| Konu: | TÜRKİYE CUMHURİYETİ ANAYASASINDA DEĞİŞİKLİK YAPILMASI HAKKINDA KANUN TEKLİFİ |
| Yasama Yılı: | 3 |
| Birleşim: | 5 |
| Tarih: | 09.10.2012 |
ÖMER SÜHA ALDAN (Muğla) - Sayın Başkan, değerli milletvekilleri; 328 sıra sayılı Türkiye Cumhuriyeti Anayasası'na geçici 20'nci madde eklenmesine dair kanun teklifi üzerinde şahsım adına söz almış bulunuyorum. Yüce Meclisi saygıyla selamlarım.
Değerli milletvekilleri, yapılan düzenleme ile 2014 yılının Mart ayının pazar günü yapılması gereken yerel seçimler 2013 yılının Ekim ayının son pazar günü yani 27 Ekim 2013 günü yapılacaktır. Teklifin gerekçesinde olağan seçim tarihinin kampanyasının kış aylarına denk gelmesi ve ülkemizin belli yörelerindeki kış şartlarının olumsuzluğu gösterilmiştir. Oysa yazın da seçim kampanyasının ne kadar zor olduğunu bir Muğla Milletvekili olarak iyi bilirim. Özellikle referandum sürecinde? Yazın da oldukça güç bir iştir seçim kampanyası yapmak.

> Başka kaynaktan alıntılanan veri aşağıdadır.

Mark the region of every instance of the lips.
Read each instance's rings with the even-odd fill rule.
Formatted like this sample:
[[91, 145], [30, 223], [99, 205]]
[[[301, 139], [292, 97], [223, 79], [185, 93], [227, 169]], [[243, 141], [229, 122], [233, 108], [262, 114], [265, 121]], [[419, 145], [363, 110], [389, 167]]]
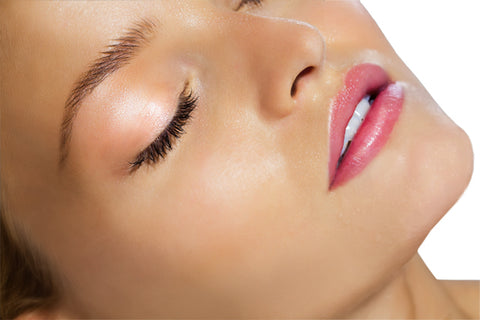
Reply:
[[[367, 95], [375, 99], [340, 159], [347, 124]], [[403, 97], [403, 88], [392, 83], [380, 66], [361, 64], [348, 71], [330, 112], [330, 190], [354, 178], [378, 154], [398, 120]]]

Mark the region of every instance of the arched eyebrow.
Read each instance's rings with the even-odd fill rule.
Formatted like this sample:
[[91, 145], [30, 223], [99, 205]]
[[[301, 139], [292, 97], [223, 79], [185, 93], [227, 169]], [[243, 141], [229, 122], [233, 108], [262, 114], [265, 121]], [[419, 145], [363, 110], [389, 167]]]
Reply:
[[145, 48], [155, 36], [156, 20], [143, 18], [128, 28], [113, 44], [106, 46], [90, 67], [75, 83], [65, 102], [62, 125], [60, 129], [60, 159], [59, 167], [63, 167], [70, 149], [72, 127], [82, 101], [106, 78], [128, 62]]

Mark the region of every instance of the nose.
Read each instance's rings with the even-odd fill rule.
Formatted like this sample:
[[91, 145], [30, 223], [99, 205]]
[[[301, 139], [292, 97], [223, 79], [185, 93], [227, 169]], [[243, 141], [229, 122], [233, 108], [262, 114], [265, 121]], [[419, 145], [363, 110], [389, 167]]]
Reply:
[[[285, 117], [304, 100], [305, 88], [318, 74], [325, 41], [318, 29], [296, 20], [252, 16], [240, 45], [247, 55], [261, 114]], [[249, 31], [253, 29], [255, 31]]]

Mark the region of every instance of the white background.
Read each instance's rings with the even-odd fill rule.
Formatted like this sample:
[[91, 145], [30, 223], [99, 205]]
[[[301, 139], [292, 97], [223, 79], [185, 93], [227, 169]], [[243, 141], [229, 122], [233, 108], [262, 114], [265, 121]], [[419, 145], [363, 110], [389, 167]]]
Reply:
[[400, 58], [470, 136], [472, 181], [420, 247], [438, 279], [480, 280], [480, 1], [362, 0]]

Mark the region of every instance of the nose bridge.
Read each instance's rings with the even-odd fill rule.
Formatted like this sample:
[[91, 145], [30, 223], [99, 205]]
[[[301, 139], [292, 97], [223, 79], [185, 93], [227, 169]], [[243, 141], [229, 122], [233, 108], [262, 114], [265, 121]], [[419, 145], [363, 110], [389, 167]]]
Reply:
[[295, 107], [293, 86], [302, 71], [321, 68], [322, 34], [307, 23], [286, 18], [250, 16], [242, 25], [236, 30], [238, 45], [247, 55], [263, 113], [288, 115]]

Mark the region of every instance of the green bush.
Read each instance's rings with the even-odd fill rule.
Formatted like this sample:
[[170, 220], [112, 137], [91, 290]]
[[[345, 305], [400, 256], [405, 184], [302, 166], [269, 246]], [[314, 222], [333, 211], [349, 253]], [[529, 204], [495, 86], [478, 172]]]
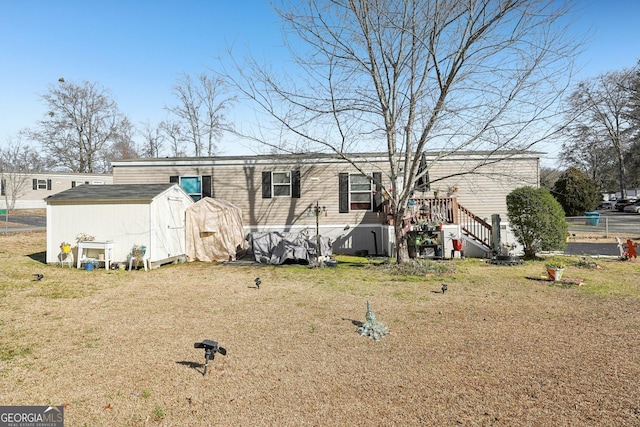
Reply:
[[507, 195], [509, 222], [524, 257], [564, 249], [569, 231], [560, 203], [545, 188], [521, 187]]
[[567, 216], [581, 216], [594, 210], [602, 194], [598, 184], [580, 169], [570, 167], [553, 186], [553, 195]]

Öte yandan, gerek Komisyon raporunda gerekse buradaki birkaç hatibin konuşmalarında dile getirdikleri bir husus var, rahmetli Muhsin Yazıcıoğlu'nun ölümü üzerinden yapılan bir değerlendirme. Hep "Elim bir kaza sonucu, işte Muhsin Yazıcıoğlu vefat etti ve bu nedenle de kış şartlarının olumsuzluğu söz konusudur." gibi bir yaklaşım söz konusu ama şunu unutmamak gerekir ki: Kamuoyunda Muhsin Yazıcıoğlu'nun bir suikasta kurban gittiği yönünde yaygın bir algı var. Öte yandan, şu anda Malatya Özel Yetkili Mahkemesinde Muhsin Yazıcıoğlu'nun vefatıyla ilgili bir soruşturma var, hatta tutuklanan insanlar var. Acaba hangisi doğru? O zaman mahkeme yanlış bir işlev mi yapıyor? Yani dolayısıyla, Muhsin Yazıcıoğlu'nun vefatı üzerinden, böyle, seçimi erken tarihe almaya bir gerekçe bulmak bence doğru bir yaklaşım olmaz diye düşünüyorum.

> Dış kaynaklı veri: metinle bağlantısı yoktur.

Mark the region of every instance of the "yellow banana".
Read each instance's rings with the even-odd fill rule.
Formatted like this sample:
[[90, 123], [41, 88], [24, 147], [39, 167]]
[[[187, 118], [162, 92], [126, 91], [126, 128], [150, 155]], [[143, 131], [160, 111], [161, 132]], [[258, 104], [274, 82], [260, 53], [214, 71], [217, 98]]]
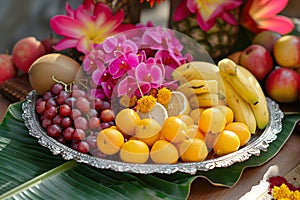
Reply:
[[186, 82], [176, 89], [177, 91], [185, 94], [187, 98], [192, 95], [198, 95], [203, 93], [213, 93], [218, 94], [218, 82], [217, 80], [199, 80], [194, 79], [189, 82]]
[[256, 87], [256, 91], [258, 94], [258, 103], [255, 105], [250, 104], [250, 107], [254, 113], [257, 127], [259, 129], [264, 129], [270, 121], [266, 96], [255, 76], [253, 76], [253, 74], [249, 70], [242, 66], [238, 66], [238, 68], [247, 77], [247, 79]]
[[258, 103], [259, 97], [256, 87], [241, 73], [235, 62], [224, 58], [219, 61], [218, 66], [221, 76], [246, 102], [253, 105]]
[[219, 105], [219, 96], [218, 94], [203, 93], [191, 96], [189, 102], [192, 109], [211, 107]]
[[226, 92], [226, 104], [234, 114], [234, 121], [248, 125], [251, 133], [256, 132], [256, 120], [250, 104], [242, 99], [227, 80], [223, 80]]
[[184, 84], [188, 81], [198, 80], [217, 80], [218, 90], [224, 92], [222, 77], [219, 73], [219, 68], [212, 63], [194, 61], [183, 64], [177, 67], [172, 73], [173, 80]]

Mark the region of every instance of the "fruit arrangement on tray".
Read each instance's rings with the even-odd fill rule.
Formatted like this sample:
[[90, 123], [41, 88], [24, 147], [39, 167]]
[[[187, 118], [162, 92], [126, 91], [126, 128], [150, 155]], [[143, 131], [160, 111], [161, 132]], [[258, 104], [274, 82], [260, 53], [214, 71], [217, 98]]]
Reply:
[[[256, 46], [216, 65], [200, 44], [175, 30], [121, 24], [121, 11], [115, 22], [104, 4], [84, 2], [77, 10], [66, 6], [67, 17], [51, 19], [52, 29], [65, 37], [60, 42], [48, 40], [41, 48], [41, 42], [26, 38], [12, 55], [38, 94], [37, 123], [75, 151], [138, 164], [218, 158], [247, 146], [270, 123], [265, 92], [277, 102], [299, 98], [298, 36], [262, 31], [253, 39]], [[107, 11], [107, 24], [115, 23], [104, 39], [63, 32], [63, 20], [86, 19], [75, 13], [84, 15], [88, 8]], [[101, 15], [96, 11], [93, 15]], [[69, 25], [69, 31], [84, 27]], [[55, 49], [46, 52], [47, 44]], [[63, 51], [68, 48], [75, 51]], [[287, 49], [297, 55], [283, 56]], [[18, 58], [18, 51], [25, 54]], [[280, 67], [274, 69], [274, 63]]]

Bana kalırsa seçimin erkene alınmasının üç temel nedeni vardır. Bunlardan bir tanesi: İktidar partileri genellikle sonbaharda seçim yapmayı daha avantajlı bulurlar. Zira, insanlar yazın tatillerini yaparlar, köylerine giderler, giderleri son derece azdır, yakacak parası vermezler, okul giderlerine harcama yapmazlar, sebze fiyatları ucuzlar, enflasyon düşer, hakeza insanlar iş bulurlar yazın gerek turizm alanında gerekse tarımsal alanda. Dolayısıyla iktidar partisi sonbaharda seçim yapmayı kendi açısından uygun bulmuştur. Ne yazık ki biz muhalefet partileri -ben genelini kastediyorum- "İşte, seçimden kaçtılar." polemiğine maruz kalmamak için de bu teklifi kabul etmek durumunda kalmışızdır. Birinci neden budur.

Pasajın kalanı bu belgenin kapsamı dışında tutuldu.